Four other people were taken into custody along with Bundy following the confrontation along Highway 395 in north-east Oregon, according to the FBI. A fifth individual was arrested by the Oregon State Police in a separate incident in Burns, Oregon.

All of those arrested face federal charges of conspiracy to use force, intimidation or threats to impede federal officers from discharging their duties, the FBI said.

The Oregonian newspaper reported that Bundy had been en route to a community meeting in John Day, Oregon, with several other members of the occupation, where he was scheduled to be a guest speaker, when the authorities stopped his vehicle.

Some 40km of Highway 395 was shut down in both directions following the incident, a spokesman for the state department of transportation said.

Local media reported that a hospital in nearby Burns had been placed on lockdown. Reuters could not immediately confirm that report.

The occupiers of the wildlife refuge said they were supporting Steven and Dwight Hammond, two local ranchers who were returned to prison this month for setting fires that spread to federal land. The ranchers' lawyer has said the occupiers do not speak for the family.

Burns Mayor Craig LaFollette told Reuters that while he had limited information about the night's events, he hoped the stand-off would come to a peaceful end.

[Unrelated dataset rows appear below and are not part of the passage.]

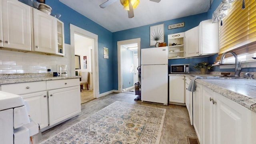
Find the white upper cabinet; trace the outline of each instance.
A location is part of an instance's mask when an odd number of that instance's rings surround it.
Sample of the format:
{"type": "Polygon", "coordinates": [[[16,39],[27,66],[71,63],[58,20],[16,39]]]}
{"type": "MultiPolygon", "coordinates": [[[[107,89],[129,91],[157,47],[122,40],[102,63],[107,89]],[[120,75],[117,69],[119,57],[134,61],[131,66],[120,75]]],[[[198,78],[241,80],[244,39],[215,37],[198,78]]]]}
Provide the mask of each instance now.
{"type": "Polygon", "coordinates": [[[219,51],[218,23],[204,20],[185,32],[185,57],[207,56],[219,51]]]}
{"type": "Polygon", "coordinates": [[[32,8],[17,0],[0,2],[0,16],[2,21],[0,24],[0,45],[24,51],[31,51],[32,8]]]}
{"type": "Polygon", "coordinates": [[[219,52],[218,23],[212,19],[204,20],[198,26],[199,56],[213,54],[219,52]]]}
{"type": "Polygon", "coordinates": [[[185,57],[198,56],[198,27],[185,32],[185,57]]]}
{"type": "Polygon", "coordinates": [[[169,59],[184,58],[184,32],[168,35],[169,59]]]}
{"type": "Polygon", "coordinates": [[[55,18],[34,8],[33,19],[34,50],[55,54],[58,47],[55,18]]]}

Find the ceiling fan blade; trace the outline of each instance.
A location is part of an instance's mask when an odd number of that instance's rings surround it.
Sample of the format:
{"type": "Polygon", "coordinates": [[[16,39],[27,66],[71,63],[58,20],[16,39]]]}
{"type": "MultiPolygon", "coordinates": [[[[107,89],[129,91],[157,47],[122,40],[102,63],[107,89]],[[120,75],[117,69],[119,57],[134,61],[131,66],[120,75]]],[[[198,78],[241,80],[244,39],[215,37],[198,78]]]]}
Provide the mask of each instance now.
{"type": "Polygon", "coordinates": [[[161,0],[150,0],[151,1],[154,2],[159,2],[161,1],[161,0]]]}
{"type": "Polygon", "coordinates": [[[100,5],[100,7],[104,8],[115,2],[116,0],[108,0],[106,2],[100,5]]]}
{"type": "Polygon", "coordinates": [[[132,18],[134,16],[134,14],[133,13],[133,6],[132,4],[131,0],[129,0],[129,10],[128,11],[128,17],[129,18],[132,18]]]}

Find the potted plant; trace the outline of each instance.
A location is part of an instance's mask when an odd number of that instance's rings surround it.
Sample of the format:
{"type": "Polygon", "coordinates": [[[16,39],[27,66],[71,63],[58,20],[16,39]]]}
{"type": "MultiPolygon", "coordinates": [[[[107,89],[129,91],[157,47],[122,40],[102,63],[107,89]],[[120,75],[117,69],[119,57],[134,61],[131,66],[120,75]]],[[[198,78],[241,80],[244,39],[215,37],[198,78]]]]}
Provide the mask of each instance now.
{"type": "Polygon", "coordinates": [[[202,62],[196,64],[193,66],[194,68],[201,70],[202,74],[208,73],[210,70],[212,69],[212,66],[209,64],[208,62],[202,62]]]}

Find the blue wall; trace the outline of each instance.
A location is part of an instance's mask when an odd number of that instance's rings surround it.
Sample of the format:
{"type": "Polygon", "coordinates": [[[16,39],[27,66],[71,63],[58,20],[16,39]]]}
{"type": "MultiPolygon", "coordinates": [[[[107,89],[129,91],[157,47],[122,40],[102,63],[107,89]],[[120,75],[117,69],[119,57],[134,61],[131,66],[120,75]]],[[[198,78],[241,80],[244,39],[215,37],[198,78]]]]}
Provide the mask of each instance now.
{"type": "Polygon", "coordinates": [[[58,0],[46,0],[46,4],[52,8],[52,14],[61,14],[60,20],[64,23],[65,43],[70,44],[70,24],[98,35],[100,93],[113,90],[112,33],[68,7],[58,0]],[[108,48],[109,58],[103,58],[103,47],[108,48]]]}
{"type": "MultiPolygon", "coordinates": [[[[142,48],[152,47],[150,46],[150,27],[164,23],[164,41],[167,42],[168,35],[185,32],[198,26],[202,20],[212,18],[212,13],[222,1],[222,0],[214,0],[212,4],[212,9],[209,10],[207,12],[112,33],[58,0],[46,0],[46,4],[52,8],[52,14],[59,13],[62,15],[60,20],[64,23],[65,43],[70,44],[70,24],[98,35],[100,94],[118,89],[117,41],[140,38],[140,47],[142,48]],[[170,30],[168,29],[168,25],[182,22],[185,22],[185,27],[170,30]],[[109,59],[103,58],[103,47],[108,48],[109,59]]],[[[208,61],[212,64],[215,61],[216,56],[215,55],[208,58],[169,60],[169,64],[188,64],[194,65],[195,63],[202,61],[208,61]]],[[[191,71],[197,70],[194,69],[191,66],[190,68],[191,71]]],[[[246,70],[249,72],[252,69],[246,70]]],[[[218,67],[214,68],[214,70],[220,71],[218,67]]]]}
{"type": "Polygon", "coordinates": [[[132,86],[134,84],[133,72],[130,72],[132,64],[133,64],[133,52],[123,47],[121,52],[123,89],[124,89],[132,86]]]}

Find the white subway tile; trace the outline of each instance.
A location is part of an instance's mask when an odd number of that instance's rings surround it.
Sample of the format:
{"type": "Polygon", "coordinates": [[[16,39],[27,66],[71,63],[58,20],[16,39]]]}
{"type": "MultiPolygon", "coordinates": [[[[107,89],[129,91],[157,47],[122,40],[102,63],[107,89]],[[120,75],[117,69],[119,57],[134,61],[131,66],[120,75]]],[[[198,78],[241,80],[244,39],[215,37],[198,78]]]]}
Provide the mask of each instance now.
{"type": "Polygon", "coordinates": [[[10,66],[0,65],[0,70],[10,70],[10,66]]]}
{"type": "Polygon", "coordinates": [[[23,66],[23,70],[34,70],[34,66],[23,66]]]}
{"type": "Polygon", "coordinates": [[[37,70],[17,70],[17,74],[38,73],[37,70]]]}
{"type": "Polygon", "coordinates": [[[16,65],[16,62],[11,61],[3,61],[3,65],[16,65]]]}
{"type": "Polygon", "coordinates": [[[34,70],[46,70],[46,66],[44,67],[42,66],[34,66],[33,69],[34,70]],[[45,67],[45,69],[44,69],[45,67]]]}
{"type": "Polygon", "coordinates": [[[3,70],[3,74],[16,74],[16,73],[17,73],[16,70],[3,70]]]}
{"type": "Polygon", "coordinates": [[[10,66],[10,70],[22,70],[22,66],[10,66]]]}

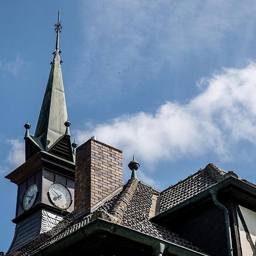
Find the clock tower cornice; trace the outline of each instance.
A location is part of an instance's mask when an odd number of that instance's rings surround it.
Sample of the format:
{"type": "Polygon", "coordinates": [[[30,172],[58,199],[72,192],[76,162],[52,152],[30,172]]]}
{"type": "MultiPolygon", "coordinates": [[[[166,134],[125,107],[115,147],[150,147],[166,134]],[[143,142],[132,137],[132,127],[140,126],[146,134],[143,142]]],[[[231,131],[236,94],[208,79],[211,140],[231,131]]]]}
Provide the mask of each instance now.
{"type": "Polygon", "coordinates": [[[42,168],[53,170],[55,172],[75,179],[75,163],[46,151],[40,151],[5,177],[19,185],[42,168]]]}

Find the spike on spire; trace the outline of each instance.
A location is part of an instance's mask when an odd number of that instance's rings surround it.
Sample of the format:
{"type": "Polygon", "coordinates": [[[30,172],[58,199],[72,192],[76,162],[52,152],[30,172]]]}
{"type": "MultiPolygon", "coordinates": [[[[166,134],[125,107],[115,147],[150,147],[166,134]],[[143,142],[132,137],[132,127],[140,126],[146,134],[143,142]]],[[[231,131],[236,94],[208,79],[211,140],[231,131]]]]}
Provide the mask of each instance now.
{"type": "Polygon", "coordinates": [[[58,52],[59,51],[59,35],[60,35],[60,33],[61,32],[61,29],[62,29],[62,26],[61,24],[60,23],[60,11],[59,10],[59,13],[58,13],[58,22],[56,22],[54,26],[55,27],[55,31],[57,33],[57,36],[56,36],[56,47],[55,47],[55,51],[57,53],[57,52],[58,52]]]}

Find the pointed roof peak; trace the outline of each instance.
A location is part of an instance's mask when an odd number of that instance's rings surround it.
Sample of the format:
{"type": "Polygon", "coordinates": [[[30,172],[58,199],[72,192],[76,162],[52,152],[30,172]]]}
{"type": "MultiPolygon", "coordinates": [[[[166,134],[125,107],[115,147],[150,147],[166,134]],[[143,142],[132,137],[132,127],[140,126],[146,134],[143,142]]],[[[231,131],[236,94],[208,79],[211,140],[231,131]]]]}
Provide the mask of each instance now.
{"type": "Polygon", "coordinates": [[[54,57],[48,80],[41,110],[38,118],[35,137],[40,139],[46,151],[62,135],[65,134],[65,122],[68,120],[65,93],[61,72],[61,63],[59,49],[59,33],[62,26],[60,20],[55,24],[57,33],[54,57]]]}

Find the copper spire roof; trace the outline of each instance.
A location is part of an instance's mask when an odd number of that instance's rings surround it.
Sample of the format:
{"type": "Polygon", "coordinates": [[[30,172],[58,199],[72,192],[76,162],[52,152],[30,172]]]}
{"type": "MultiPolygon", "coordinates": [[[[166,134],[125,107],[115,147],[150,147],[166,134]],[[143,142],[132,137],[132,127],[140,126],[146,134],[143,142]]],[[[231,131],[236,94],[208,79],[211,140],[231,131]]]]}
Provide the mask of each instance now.
{"type": "Polygon", "coordinates": [[[35,137],[40,139],[46,151],[63,134],[68,120],[65,93],[59,49],[59,33],[62,28],[59,11],[58,21],[55,24],[57,34],[54,57],[38,119],[35,137]]]}

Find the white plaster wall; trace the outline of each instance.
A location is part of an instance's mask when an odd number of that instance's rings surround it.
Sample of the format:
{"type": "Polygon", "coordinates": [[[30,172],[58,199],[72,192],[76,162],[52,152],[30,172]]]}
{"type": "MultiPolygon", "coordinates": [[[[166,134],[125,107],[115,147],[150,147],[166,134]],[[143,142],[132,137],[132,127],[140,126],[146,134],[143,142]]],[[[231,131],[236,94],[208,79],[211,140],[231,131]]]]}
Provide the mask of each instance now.
{"type": "MultiPolygon", "coordinates": [[[[255,245],[256,241],[256,212],[253,212],[249,209],[245,208],[241,205],[239,208],[243,216],[246,226],[249,229],[251,235],[254,246],[255,245]]],[[[242,251],[243,256],[253,256],[253,253],[251,246],[247,240],[246,236],[243,229],[243,225],[241,222],[238,215],[237,215],[238,219],[239,230],[240,233],[240,240],[242,246],[242,251]]]]}

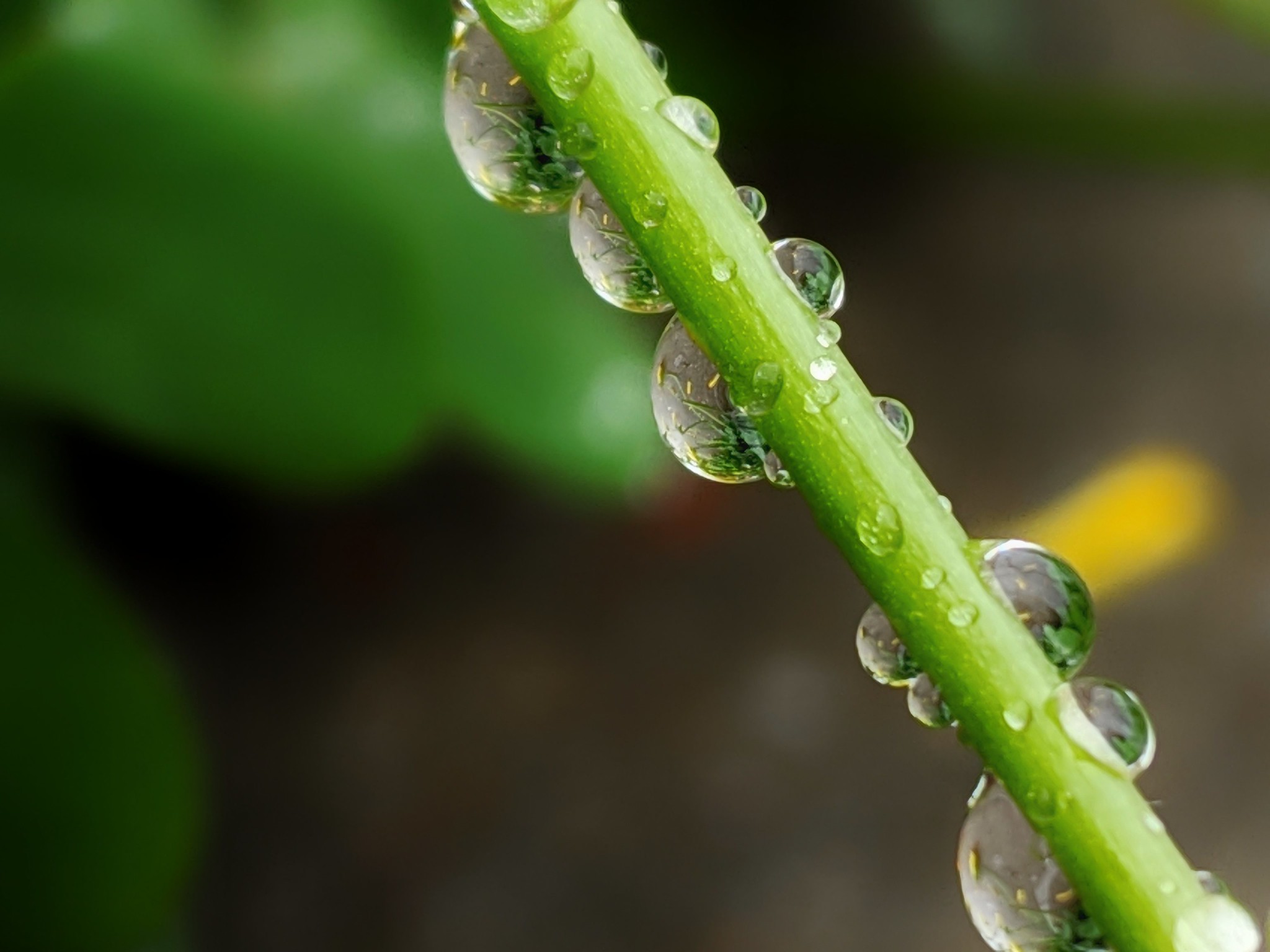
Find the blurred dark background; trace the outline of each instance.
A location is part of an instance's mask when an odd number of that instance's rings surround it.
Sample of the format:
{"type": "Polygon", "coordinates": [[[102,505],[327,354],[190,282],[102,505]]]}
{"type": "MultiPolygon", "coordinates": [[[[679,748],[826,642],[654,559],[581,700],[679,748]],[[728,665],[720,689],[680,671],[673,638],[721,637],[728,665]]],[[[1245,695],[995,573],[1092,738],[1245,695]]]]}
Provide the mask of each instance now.
{"type": "MultiPolygon", "coordinates": [[[[1201,461],[1224,531],[1143,536],[1090,670],[1264,911],[1270,17],[626,13],[768,232],[843,261],[843,347],[972,532],[1201,461]]],[[[467,189],[448,22],[0,5],[0,948],[979,948],[978,764],[859,670],[867,597],[796,494],[672,468],[662,321],[467,189]]]]}

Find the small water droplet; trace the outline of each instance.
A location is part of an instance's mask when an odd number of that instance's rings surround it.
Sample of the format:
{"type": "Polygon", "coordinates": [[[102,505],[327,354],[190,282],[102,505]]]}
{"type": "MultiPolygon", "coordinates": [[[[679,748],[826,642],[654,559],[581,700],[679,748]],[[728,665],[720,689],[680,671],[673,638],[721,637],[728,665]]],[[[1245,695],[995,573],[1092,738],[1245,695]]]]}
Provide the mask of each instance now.
{"type": "Polygon", "coordinates": [[[585,47],[561,50],[547,63],[547,85],[566,103],[580,96],[596,74],[596,57],[585,47]]]}
{"type": "Polygon", "coordinates": [[[569,204],[569,244],[583,277],[608,303],[636,314],[659,314],[674,307],[591,179],[583,180],[569,204]]]}
{"type": "Polygon", "coordinates": [[[641,39],[640,46],[644,47],[644,53],[648,56],[648,61],[653,63],[653,69],[657,70],[657,75],[665,79],[671,72],[671,63],[665,58],[665,53],[662,52],[662,47],[657,43],[649,43],[646,39],[641,39]]]}
{"type": "Polygon", "coordinates": [[[790,476],[790,471],[785,468],[781,458],[776,456],[775,449],[763,457],[763,475],[777,489],[794,489],[794,477],[790,476]]]}
{"type": "Polygon", "coordinates": [[[685,467],[715,482],[765,477],[768,447],[729,396],[714,362],[674,316],[653,358],[653,419],[685,467]]]}
{"type": "Polygon", "coordinates": [[[1256,952],[1261,932],[1248,910],[1229,896],[1196,900],[1173,924],[1173,952],[1256,952]]]}
{"type": "Polygon", "coordinates": [[[707,152],[714,154],[719,149],[719,119],[700,99],[671,96],[658,103],[657,110],[662,118],[707,152]]]}
{"type": "Polygon", "coordinates": [[[1156,732],[1128,688],[1101,678],[1076,678],[1054,691],[1063,732],[1087,757],[1116,773],[1137,777],[1156,755],[1156,732]]]}
{"type": "Polygon", "coordinates": [[[763,197],[763,193],[753,185],[738,185],[737,199],[745,207],[745,211],[753,216],[754,221],[762,221],[767,215],[767,199],[763,197]]]}
{"type": "Polygon", "coordinates": [[[856,517],[856,537],[875,556],[898,552],[904,545],[904,526],[890,503],[865,506],[856,517]]]}
{"type": "Polygon", "coordinates": [[[577,0],[488,0],[490,13],[519,33],[535,33],[568,15],[577,0]]]}
{"type": "Polygon", "coordinates": [[[908,407],[890,397],[874,397],[874,409],[881,421],[886,424],[886,429],[895,434],[899,444],[907,447],[913,439],[913,414],[908,411],[908,407]]]}
{"type": "Polygon", "coordinates": [[[1031,724],[1031,707],[1026,701],[1012,702],[1003,712],[1002,718],[1012,731],[1021,731],[1031,724]]]}
{"type": "Polygon", "coordinates": [[[922,673],[908,685],[908,712],[927,727],[951,727],[956,721],[931,675],[922,673]]]}
{"type": "Polygon", "coordinates": [[[718,282],[732,281],[737,277],[737,263],[730,258],[716,258],[710,263],[710,273],[718,282]]]}
{"type": "Polygon", "coordinates": [[[588,161],[599,152],[599,138],[589,123],[575,122],[560,132],[560,149],[574,159],[588,161]]]}
{"type": "Polygon", "coordinates": [[[665,221],[665,212],[669,204],[660,192],[645,192],[635,199],[631,211],[635,218],[645,228],[655,228],[665,221]]]}
{"type": "Polygon", "coordinates": [[[847,297],[842,265],[823,245],[781,239],[772,245],[772,260],[817,317],[829,317],[842,307],[847,297]]]}
{"type": "Polygon", "coordinates": [[[818,357],[808,366],[812,376],[817,380],[833,380],[838,372],[838,363],[832,357],[818,357]]]}
{"type": "Polygon", "coordinates": [[[817,344],[820,347],[833,347],[839,340],[842,340],[842,326],[837,321],[824,320],[817,325],[817,344]]]}

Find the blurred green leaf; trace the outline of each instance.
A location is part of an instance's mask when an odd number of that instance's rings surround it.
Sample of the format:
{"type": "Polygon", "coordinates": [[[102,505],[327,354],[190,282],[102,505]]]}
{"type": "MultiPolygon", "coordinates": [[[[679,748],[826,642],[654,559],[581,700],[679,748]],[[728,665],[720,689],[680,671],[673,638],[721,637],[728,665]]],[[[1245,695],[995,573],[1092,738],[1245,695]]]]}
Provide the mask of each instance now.
{"type": "Polygon", "coordinates": [[[169,927],[201,829],[196,741],[168,665],[37,515],[0,440],[0,937],[132,949],[169,927]]]}

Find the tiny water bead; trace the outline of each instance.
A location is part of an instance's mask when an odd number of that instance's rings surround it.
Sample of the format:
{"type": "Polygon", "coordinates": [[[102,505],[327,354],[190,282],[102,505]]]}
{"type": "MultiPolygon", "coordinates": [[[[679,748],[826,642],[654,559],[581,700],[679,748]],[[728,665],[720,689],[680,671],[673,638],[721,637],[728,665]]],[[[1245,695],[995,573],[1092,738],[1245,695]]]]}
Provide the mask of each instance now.
{"type": "Polygon", "coordinates": [[[984,578],[1013,608],[1059,674],[1071,677],[1093,647],[1093,600],[1076,570],[1020,539],[980,542],[984,578]]]}
{"type": "Polygon", "coordinates": [[[908,712],[919,724],[937,730],[951,727],[956,724],[949,706],[944,703],[944,694],[935,687],[931,675],[925,671],[918,674],[913,679],[913,683],[908,685],[908,712]]]}
{"type": "Polygon", "coordinates": [[[719,149],[719,119],[693,96],[671,96],[657,104],[662,118],[711,155],[719,149]]]}
{"type": "Polygon", "coordinates": [[[674,457],[698,476],[716,482],[765,477],[771,448],[733,405],[719,369],[678,316],[653,359],[653,416],[674,457]]]}
{"type": "Polygon", "coordinates": [[[842,265],[828,249],[806,239],[781,239],[772,259],[817,317],[834,314],[847,297],[842,265]]]}
{"type": "Polygon", "coordinates": [[[767,216],[767,199],[753,185],[738,185],[737,201],[745,207],[754,221],[762,221],[767,216]]]}
{"type": "Polygon", "coordinates": [[[582,166],[480,22],[457,23],[443,110],[458,166],[481,195],[522,212],[551,213],[569,203],[582,166]]]}
{"type": "Polygon", "coordinates": [[[636,314],[674,307],[591,179],[583,180],[569,206],[569,244],[583,277],[608,303],[636,314]]]}
{"type": "Polygon", "coordinates": [[[1151,767],[1156,731],[1138,697],[1101,678],[1074,678],[1054,692],[1058,722],[1081,750],[1130,777],[1151,767]]]}
{"type": "Polygon", "coordinates": [[[878,604],[869,605],[860,619],[860,627],[856,628],[856,654],[869,677],[879,684],[904,688],[922,673],[878,604]]]}
{"type": "Polygon", "coordinates": [[[899,444],[907,447],[913,439],[913,414],[908,407],[890,397],[874,397],[874,409],[899,444]]]}
{"type": "Polygon", "coordinates": [[[514,30],[535,33],[564,19],[577,0],[488,0],[490,13],[514,30]]]}
{"type": "Polygon", "coordinates": [[[589,50],[561,50],[547,63],[547,85],[566,103],[582,95],[596,72],[596,57],[589,50]]]}
{"type": "Polygon", "coordinates": [[[832,357],[818,357],[808,366],[808,371],[817,380],[833,380],[838,372],[838,364],[832,357]]]}
{"type": "Polygon", "coordinates": [[[646,39],[641,39],[640,46],[644,47],[644,53],[653,63],[653,69],[657,70],[657,75],[665,79],[671,72],[671,63],[667,61],[665,53],[662,52],[662,47],[657,43],[649,43],[646,39]]]}
{"type": "Polygon", "coordinates": [[[1182,910],[1173,925],[1173,952],[1257,952],[1261,932],[1248,910],[1224,894],[1209,894],[1182,910]]]}
{"type": "Polygon", "coordinates": [[[875,556],[889,556],[904,545],[904,526],[890,503],[866,505],[856,517],[856,537],[875,556]]]}
{"type": "Polygon", "coordinates": [[[970,922],[996,952],[1097,952],[1102,933],[1044,836],[988,776],[958,838],[958,878],[970,922]]]}

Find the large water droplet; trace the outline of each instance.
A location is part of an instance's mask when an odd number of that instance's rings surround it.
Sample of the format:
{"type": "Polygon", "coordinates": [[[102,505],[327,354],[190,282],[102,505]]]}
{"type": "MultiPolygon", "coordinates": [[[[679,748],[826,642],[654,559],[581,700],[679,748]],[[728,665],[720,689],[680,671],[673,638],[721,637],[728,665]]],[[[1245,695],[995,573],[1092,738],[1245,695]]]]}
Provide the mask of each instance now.
{"type": "Polygon", "coordinates": [[[1173,924],[1173,952],[1256,952],[1261,932],[1248,910],[1229,896],[1196,900],[1173,924]]]}
{"type": "Polygon", "coordinates": [[[879,684],[908,687],[922,673],[878,604],[869,605],[860,619],[856,628],[856,654],[869,677],[879,684]]]}
{"type": "Polygon", "coordinates": [[[688,470],[716,482],[765,477],[770,447],[728,395],[728,385],[678,316],[653,358],[653,418],[662,439],[688,470]]]}
{"type": "Polygon", "coordinates": [[[1046,548],[1010,539],[986,548],[984,579],[1006,599],[1059,674],[1071,677],[1093,647],[1093,600],[1076,570],[1046,548]]]}
{"type": "Polygon", "coordinates": [[[996,778],[961,824],[956,868],[970,922],[996,952],[1105,948],[1049,843],[996,778]]]}
{"type": "Polygon", "coordinates": [[[671,63],[665,58],[665,53],[662,52],[662,47],[657,43],[649,43],[646,39],[641,39],[640,46],[644,47],[644,53],[648,56],[648,61],[653,63],[653,69],[657,70],[657,75],[665,79],[671,72],[671,63]]]}
{"type": "Polygon", "coordinates": [[[738,185],[737,201],[745,207],[745,211],[753,216],[754,221],[762,221],[767,215],[767,199],[753,185],[738,185]]]}
{"type": "Polygon", "coordinates": [[[671,96],[657,104],[657,110],[674,128],[714,154],[719,149],[719,119],[709,105],[692,96],[671,96]]]}
{"type": "Polygon", "coordinates": [[[866,505],[856,517],[856,536],[875,556],[898,552],[904,545],[904,526],[890,503],[866,505]]]}
{"type": "Polygon", "coordinates": [[[591,179],[583,180],[569,208],[569,244],[583,277],[608,303],[638,314],[674,306],[591,179]]]}
{"type": "Polygon", "coordinates": [[[832,357],[818,357],[812,360],[808,369],[817,380],[833,380],[833,376],[838,372],[838,363],[832,357]]]}
{"type": "Polygon", "coordinates": [[[596,57],[584,47],[561,50],[547,63],[547,85],[564,102],[580,96],[596,72],[596,57]]]}
{"type": "Polygon", "coordinates": [[[908,407],[890,397],[874,397],[874,409],[886,424],[886,429],[895,434],[899,444],[907,447],[913,438],[913,414],[908,407]]]}
{"type": "Polygon", "coordinates": [[[645,192],[631,204],[635,220],[644,228],[655,228],[664,222],[668,208],[669,202],[660,192],[645,192]]]}
{"type": "Polygon", "coordinates": [[[489,11],[514,30],[533,33],[556,23],[577,0],[488,0],[489,11]]]}
{"type": "Polygon", "coordinates": [[[847,297],[842,265],[823,245],[781,239],[772,245],[772,259],[817,317],[829,317],[842,307],[847,297]]]}
{"type": "Polygon", "coordinates": [[[478,193],[522,212],[559,212],[582,166],[481,23],[460,30],[446,58],[446,133],[478,193]]]}
{"type": "Polygon", "coordinates": [[[1101,678],[1076,678],[1054,692],[1058,722],[1100,764],[1137,777],[1156,757],[1156,731],[1128,688],[1101,678]]]}
{"type": "Polygon", "coordinates": [[[931,675],[918,674],[908,685],[908,712],[927,727],[942,730],[956,724],[931,675]]]}
{"type": "Polygon", "coordinates": [[[728,282],[737,277],[737,261],[724,255],[710,263],[710,274],[718,282],[728,282]]]}

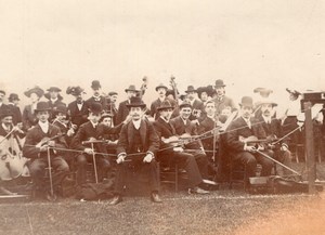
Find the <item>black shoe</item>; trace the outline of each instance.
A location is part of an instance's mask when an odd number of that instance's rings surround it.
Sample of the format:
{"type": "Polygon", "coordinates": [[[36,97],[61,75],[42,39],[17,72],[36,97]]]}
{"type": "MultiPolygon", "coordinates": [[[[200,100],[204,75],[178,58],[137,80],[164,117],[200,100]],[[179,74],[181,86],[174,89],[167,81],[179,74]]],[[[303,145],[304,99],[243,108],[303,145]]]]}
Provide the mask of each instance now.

"I think my perception is that people's patience was running thin and that the community as a whole was looking for some resolution and to have these people leave," he said.

Law enforcement officials had largely kept their distance from the buildings at the refuge, 48km south of the small town of Burns in rural south-east Oregon's Harney County, in the hope of avoiding a violent confrontation.

Local residents have expressed a mixture of sympathy for the Hammond family, suspicion of the federal government's motives and frustration with the occupation.